Part of Proceedings of Machine Learning and Systems 4 pre-proceedings (MLSys 2022)

Paper

Bibtek download is not available in the pre-proceeding


Authors

Jaeyeon Won, Jeyeon Si, Sam Son, Tae Jun Ham, Jae W. Lee

Abstract

Recent progress in quantization techniques has demonstrated the feasibility of sub-8-bit quantization with a negligible end-to-end accuracy drop. However, today’s commodity hardware such as CPUs and GPUs is still suboptimal in executing these sub-8-bit quantized networks as its SIMD instructions only support the granularity of 8 bits or wider. This paper presents ULPPACK, a software technique to accelerate those ultra low-precision networks via effective operand packing. The key idea of ULPPACK is to pack multiple low-precision (<8 bits) operands densely into a single wide (16 bits) register and perform multiple narrow multiply-accumulate (MAC) operations with a single wide multiply. We introduce two effective packing schemes with different tradeoffs as well as optimizations to amortize the overhead of shifting and masking the output partial sum.
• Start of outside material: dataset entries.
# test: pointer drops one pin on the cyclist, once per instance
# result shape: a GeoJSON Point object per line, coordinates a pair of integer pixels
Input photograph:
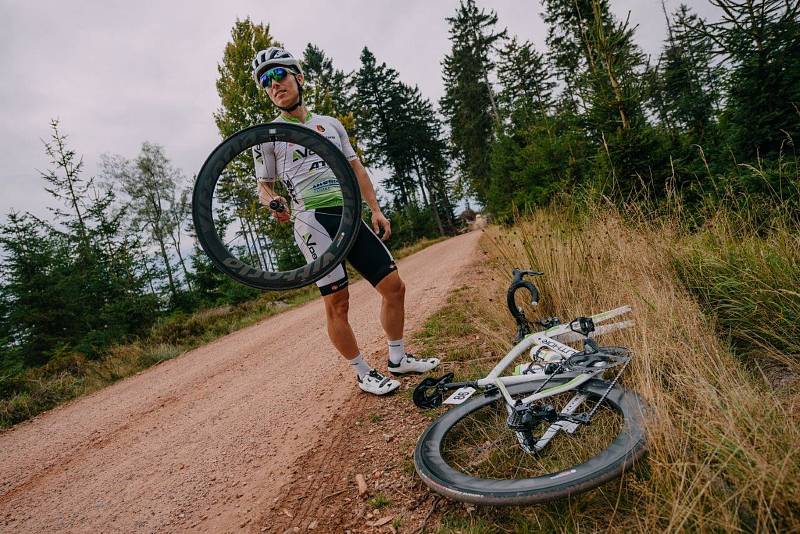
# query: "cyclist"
{"type": "Point", "coordinates": [316, 203]}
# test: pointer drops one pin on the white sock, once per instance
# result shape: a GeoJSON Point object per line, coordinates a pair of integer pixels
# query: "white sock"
{"type": "Point", "coordinates": [360, 365]}
{"type": "Point", "coordinates": [397, 351]}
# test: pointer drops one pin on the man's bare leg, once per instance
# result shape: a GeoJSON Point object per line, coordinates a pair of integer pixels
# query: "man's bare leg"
{"type": "Point", "coordinates": [336, 307]}
{"type": "Point", "coordinates": [393, 291]}
{"type": "Point", "coordinates": [393, 312]}
{"type": "Point", "coordinates": [342, 337]}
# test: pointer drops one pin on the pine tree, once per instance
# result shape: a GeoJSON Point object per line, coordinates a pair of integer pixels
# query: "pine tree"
{"type": "Point", "coordinates": [382, 117]}
{"type": "Point", "coordinates": [245, 104]}
{"type": "Point", "coordinates": [604, 73]}
{"type": "Point", "coordinates": [760, 40]}
{"type": "Point", "coordinates": [688, 81]}
{"type": "Point", "coordinates": [75, 286]}
{"type": "Point", "coordinates": [326, 89]}
{"type": "Point", "coordinates": [526, 83]}
{"type": "Point", "coordinates": [150, 183]}
{"type": "Point", "coordinates": [468, 102]}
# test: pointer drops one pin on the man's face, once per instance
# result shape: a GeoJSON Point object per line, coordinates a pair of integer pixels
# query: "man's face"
{"type": "Point", "coordinates": [284, 93]}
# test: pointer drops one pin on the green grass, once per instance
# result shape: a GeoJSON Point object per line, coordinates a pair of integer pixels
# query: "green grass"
{"type": "Point", "coordinates": [749, 283]}
{"type": "Point", "coordinates": [723, 445]}
{"type": "Point", "coordinates": [25, 393]}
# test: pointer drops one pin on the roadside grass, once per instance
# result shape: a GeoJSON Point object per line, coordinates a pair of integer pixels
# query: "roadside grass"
{"type": "Point", "coordinates": [723, 445]}
{"type": "Point", "coordinates": [749, 279]}
{"type": "Point", "coordinates": [71, 375]}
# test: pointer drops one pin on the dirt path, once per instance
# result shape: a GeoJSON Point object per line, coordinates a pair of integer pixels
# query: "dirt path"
{"type": "Point", "coordinates": [204, 441]}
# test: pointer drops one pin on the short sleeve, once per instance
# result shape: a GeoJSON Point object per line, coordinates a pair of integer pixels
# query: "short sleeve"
{"type": "Point", "coordinates": [344, 139]}
{"type": "Point", "coordinates": [264, 161]}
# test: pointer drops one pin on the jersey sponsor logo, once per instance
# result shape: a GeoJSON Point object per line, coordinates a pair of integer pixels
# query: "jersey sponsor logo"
{"type": "Point", "coordinates": [310, 244]}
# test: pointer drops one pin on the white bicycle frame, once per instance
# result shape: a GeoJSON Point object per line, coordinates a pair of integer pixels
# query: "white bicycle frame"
{"type": "Point", "coordinates": [551, 339]}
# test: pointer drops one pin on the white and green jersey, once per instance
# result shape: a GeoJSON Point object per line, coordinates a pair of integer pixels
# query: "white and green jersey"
{"type": "Point", "coordinates": [310, 182]}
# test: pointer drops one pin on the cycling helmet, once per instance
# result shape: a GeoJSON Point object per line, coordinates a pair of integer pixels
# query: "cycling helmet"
{"type": "Point", "coordinates": [274, 57]}
{"type": "Point", "coordinates": [278, 57]}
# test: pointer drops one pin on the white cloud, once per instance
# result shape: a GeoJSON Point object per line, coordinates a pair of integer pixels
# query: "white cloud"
{"type": "Point", "coordinates": [119, 73]}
Our evaluation of ULPPACK with a 512x512x512 GEMM kernel demonstrates substantial performance gains over state-of-the-art low-precision linear algebra libraries with a speedup of 2.1x, 1.8x, and 2.7x for 3-bit weights/activations (W3A3) over Google’s GEMMLOWP, Facebook’s QNNPACK, and an optimized bit-serial implementation, respectively. For end-to-end evaluation on PyTorch with seven 3-bit quantized convolutional neural networks (CNNs), ULPPACK achieves geomean speedups of 3.9x and 1.5x over the baseline 32-bit floating-point (FP32) and QNNPACK, respectively.